Using dogs to find cats: detection dogs as a survey method for wide-ranging cheetah


M. S. Becker, S. M. Durant, F. G. R. Watson, M. Parker, D. Gottelli, J. M'soka, E. Droge, M. Nyirendam, P. Schuette, S. Dunkley, R. Brummer


Journal of Zoology


Rapid global large carnivore declines make evaluations of remaining populations critical. Yet landscape-scale evaluations of presence, abundance and distribution are difficult, as many species are wide-ranging, occur only at low densities and are elusive. Insufficient information-gathering tools for many large carnivore species compounds these challenges.
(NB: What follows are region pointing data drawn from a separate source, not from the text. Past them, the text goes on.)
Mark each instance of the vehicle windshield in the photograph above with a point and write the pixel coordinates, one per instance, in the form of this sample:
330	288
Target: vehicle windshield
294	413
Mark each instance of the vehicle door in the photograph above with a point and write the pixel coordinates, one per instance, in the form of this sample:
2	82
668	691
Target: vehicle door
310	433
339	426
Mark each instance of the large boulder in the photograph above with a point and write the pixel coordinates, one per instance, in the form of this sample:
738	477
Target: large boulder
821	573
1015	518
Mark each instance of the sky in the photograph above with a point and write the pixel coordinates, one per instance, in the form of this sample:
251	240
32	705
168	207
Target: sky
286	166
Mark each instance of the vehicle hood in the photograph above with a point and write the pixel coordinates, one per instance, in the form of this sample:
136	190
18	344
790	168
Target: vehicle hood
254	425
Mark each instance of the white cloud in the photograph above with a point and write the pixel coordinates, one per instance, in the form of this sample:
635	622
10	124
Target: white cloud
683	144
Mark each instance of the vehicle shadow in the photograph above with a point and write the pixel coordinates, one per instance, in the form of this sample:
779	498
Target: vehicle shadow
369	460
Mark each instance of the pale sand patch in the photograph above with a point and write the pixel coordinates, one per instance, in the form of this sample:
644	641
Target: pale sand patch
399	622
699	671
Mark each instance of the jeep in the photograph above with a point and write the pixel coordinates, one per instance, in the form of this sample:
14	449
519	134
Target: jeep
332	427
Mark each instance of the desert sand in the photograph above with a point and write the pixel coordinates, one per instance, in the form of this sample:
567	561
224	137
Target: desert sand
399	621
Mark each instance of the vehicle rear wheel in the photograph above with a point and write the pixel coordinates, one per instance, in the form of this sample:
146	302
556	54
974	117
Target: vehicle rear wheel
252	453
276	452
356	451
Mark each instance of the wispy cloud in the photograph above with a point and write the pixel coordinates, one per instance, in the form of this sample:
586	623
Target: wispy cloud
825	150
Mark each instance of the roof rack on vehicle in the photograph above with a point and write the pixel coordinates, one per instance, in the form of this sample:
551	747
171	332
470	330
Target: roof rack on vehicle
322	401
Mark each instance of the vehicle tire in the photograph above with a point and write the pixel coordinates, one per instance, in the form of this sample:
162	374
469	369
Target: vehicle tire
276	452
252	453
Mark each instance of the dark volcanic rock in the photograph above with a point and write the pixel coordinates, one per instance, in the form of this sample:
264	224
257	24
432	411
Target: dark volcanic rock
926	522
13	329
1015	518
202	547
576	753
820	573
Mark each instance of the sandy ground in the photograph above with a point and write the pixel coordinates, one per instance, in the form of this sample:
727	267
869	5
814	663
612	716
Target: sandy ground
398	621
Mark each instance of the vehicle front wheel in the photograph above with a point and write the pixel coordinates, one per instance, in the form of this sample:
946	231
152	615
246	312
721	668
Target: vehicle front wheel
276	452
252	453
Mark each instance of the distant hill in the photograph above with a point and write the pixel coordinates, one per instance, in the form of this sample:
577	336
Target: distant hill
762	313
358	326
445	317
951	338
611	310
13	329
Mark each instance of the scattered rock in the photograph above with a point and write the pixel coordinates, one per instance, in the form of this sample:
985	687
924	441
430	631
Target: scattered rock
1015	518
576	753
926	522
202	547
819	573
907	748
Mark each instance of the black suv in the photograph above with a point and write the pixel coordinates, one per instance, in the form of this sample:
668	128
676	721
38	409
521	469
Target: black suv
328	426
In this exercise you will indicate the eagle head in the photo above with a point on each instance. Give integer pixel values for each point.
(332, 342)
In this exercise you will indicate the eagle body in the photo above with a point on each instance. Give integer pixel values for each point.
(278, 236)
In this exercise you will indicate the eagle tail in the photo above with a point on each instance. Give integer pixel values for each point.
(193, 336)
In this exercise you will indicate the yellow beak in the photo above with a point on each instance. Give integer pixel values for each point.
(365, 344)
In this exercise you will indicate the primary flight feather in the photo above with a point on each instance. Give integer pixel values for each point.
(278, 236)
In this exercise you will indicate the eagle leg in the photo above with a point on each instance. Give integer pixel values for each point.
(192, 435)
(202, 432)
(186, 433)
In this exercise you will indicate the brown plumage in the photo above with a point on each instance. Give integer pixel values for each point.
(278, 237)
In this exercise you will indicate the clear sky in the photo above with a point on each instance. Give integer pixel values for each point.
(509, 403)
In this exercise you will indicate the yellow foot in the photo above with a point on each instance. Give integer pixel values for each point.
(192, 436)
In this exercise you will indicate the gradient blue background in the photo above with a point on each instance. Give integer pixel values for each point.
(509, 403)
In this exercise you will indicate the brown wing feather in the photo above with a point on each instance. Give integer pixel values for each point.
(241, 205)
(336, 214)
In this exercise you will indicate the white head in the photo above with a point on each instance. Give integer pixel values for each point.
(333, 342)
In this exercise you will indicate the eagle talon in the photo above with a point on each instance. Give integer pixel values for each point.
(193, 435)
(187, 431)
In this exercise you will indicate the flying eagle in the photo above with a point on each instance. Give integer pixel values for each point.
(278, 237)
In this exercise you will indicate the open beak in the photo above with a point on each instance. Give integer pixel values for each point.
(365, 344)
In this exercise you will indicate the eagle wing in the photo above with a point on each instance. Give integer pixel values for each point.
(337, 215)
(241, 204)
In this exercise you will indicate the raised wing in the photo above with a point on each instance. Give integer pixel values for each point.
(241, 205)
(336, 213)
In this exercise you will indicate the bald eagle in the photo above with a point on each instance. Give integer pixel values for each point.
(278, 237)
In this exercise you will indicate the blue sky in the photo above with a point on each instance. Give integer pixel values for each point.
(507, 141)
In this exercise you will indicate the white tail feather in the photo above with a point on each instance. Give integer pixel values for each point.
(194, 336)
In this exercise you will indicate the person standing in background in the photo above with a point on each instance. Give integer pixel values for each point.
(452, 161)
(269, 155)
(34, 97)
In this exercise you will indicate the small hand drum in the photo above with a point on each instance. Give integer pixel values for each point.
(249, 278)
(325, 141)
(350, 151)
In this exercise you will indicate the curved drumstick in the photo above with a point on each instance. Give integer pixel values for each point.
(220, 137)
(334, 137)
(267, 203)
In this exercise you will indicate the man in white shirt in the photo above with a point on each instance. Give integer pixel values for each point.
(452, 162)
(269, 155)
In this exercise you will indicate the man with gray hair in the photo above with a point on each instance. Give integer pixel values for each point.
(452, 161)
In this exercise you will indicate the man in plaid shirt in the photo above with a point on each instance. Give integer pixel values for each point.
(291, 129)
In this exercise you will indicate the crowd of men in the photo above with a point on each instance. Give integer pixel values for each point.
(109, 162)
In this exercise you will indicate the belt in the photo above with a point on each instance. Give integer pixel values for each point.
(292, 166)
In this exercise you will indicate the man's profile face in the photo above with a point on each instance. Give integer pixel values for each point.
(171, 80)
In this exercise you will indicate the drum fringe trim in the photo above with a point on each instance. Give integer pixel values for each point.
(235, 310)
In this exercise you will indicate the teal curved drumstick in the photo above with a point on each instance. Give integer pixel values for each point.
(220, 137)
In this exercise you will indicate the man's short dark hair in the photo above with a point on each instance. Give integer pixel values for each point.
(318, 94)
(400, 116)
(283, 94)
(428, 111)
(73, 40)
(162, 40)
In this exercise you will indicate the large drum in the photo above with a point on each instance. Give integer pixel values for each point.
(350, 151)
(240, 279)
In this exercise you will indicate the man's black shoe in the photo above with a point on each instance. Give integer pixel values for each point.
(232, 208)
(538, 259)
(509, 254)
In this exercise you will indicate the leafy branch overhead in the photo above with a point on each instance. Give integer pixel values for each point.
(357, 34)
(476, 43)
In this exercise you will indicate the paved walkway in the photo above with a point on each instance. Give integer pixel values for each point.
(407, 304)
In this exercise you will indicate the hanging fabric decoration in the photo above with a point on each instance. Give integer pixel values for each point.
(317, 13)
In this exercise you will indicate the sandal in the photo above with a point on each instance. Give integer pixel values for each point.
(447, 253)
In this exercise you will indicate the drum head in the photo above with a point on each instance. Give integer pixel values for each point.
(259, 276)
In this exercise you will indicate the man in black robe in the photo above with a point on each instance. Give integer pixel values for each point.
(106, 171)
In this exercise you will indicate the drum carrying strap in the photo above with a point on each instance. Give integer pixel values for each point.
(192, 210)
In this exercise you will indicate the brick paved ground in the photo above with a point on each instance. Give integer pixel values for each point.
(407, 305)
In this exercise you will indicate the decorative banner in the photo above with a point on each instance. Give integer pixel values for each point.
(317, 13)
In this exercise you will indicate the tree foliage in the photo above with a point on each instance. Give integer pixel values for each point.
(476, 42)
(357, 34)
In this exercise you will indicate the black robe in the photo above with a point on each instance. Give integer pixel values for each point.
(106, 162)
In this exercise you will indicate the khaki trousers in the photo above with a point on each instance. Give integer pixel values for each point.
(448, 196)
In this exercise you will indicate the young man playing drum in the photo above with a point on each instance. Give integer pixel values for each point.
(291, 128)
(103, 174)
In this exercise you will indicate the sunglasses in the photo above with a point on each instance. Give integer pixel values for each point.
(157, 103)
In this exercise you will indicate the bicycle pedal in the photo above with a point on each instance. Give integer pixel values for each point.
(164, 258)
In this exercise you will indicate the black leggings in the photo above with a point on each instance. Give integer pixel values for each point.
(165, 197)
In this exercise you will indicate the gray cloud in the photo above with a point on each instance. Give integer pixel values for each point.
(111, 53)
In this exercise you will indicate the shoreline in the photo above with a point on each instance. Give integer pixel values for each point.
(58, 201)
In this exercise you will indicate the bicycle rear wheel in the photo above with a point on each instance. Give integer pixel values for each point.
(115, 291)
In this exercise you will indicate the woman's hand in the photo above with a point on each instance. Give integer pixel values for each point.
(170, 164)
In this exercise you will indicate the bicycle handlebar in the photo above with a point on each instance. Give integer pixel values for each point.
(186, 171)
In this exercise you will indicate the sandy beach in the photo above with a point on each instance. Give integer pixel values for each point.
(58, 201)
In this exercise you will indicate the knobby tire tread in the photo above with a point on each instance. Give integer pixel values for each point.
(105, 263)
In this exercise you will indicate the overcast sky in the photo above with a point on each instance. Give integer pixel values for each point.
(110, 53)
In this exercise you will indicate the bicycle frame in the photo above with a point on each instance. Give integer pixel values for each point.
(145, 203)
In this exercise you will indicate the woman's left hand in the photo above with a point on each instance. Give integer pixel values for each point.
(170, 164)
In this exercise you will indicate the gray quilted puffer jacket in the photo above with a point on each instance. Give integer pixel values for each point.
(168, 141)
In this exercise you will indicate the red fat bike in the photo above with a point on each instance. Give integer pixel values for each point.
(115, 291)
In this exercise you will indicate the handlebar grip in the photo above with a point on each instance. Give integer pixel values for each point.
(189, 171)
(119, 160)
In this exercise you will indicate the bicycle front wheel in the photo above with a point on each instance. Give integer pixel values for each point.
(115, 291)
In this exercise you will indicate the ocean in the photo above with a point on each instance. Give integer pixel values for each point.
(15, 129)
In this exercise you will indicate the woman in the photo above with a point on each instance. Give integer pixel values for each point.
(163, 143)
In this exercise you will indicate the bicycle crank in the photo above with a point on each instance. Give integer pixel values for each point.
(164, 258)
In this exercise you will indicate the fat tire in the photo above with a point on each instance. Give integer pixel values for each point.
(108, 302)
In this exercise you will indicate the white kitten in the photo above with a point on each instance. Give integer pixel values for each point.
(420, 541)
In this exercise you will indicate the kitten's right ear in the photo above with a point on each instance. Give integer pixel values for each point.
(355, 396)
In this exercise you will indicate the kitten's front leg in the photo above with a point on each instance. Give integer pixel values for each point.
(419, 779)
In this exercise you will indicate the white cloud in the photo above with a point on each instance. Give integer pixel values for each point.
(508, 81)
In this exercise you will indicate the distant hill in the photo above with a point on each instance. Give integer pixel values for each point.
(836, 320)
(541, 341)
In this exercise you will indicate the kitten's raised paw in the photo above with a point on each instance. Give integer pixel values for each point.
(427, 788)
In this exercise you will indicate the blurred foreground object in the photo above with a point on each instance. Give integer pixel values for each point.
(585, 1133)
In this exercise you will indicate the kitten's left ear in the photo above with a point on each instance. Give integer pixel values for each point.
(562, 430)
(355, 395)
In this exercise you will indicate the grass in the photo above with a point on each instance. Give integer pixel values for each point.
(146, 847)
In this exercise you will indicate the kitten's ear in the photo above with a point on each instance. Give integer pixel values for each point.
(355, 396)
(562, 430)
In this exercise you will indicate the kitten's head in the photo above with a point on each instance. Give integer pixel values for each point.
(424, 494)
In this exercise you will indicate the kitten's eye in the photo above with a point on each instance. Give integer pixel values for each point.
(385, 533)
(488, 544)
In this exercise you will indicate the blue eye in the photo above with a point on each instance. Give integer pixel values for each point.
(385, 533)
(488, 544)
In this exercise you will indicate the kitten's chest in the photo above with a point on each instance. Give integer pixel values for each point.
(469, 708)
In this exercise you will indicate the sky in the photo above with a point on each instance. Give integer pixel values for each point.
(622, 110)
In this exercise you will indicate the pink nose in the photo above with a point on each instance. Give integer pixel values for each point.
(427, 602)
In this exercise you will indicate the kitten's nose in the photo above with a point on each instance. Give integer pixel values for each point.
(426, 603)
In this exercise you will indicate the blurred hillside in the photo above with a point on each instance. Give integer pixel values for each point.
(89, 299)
Specially trained detection dogs have demonstrated effectiveness for carnivore surveys, but are untested on extremely sparse, wide-ranging species, such as cheetah Acinonyx jubatus. In this study, we conducted the first rigorous cheetah survey using detection dogs in a key transboundary area in the remote Liuwa-Mussuma Transfrontier Conservation Area (TFCA) in Western Zambia. We proposed to (1) evaluate the effectiveness of detection dog versus spoor surveys in detecting cheetah presence; (2) extract and analyze DNA from scat samples to estimate minimum population size and genetic effective population size; (3) determine the extent of cheetah occurrence in the unprotected transboundary corridor. Two detection dog teams surveyed 2432 km(2) containing 74 randomly located transects in the transfrontier area. Twenty-seven cheetah scats were detected and confirmed by genetic analysis, while no cheetah spoor was detected, clearly demonstrating the superiority of detection dogs in detecting cheetah presence. Combining scat samples with opportunistically collected samples, we estimated 17-19 cheetahs, an effective population size of 8-14 and a density of 5.9-6.6 per 1000 km(2). Cheetah utilized key transfrontier areas outside of the national park; however, because utilization appears low, improved connectivity and protection for these areas are critical. Approximately one third of Africa's estimated cheetah resides in protected areas, with 87% in transboundary areas. Our study demonstrates the efficacy of detection dog survey methods in providing information on cheetah across large landscapes. It will have particular value in areas where other survey means may be impossible, such as TFCAs, where size, remoteness and lack of accessibility often make traditional survey methods difficult or cost prohibitive.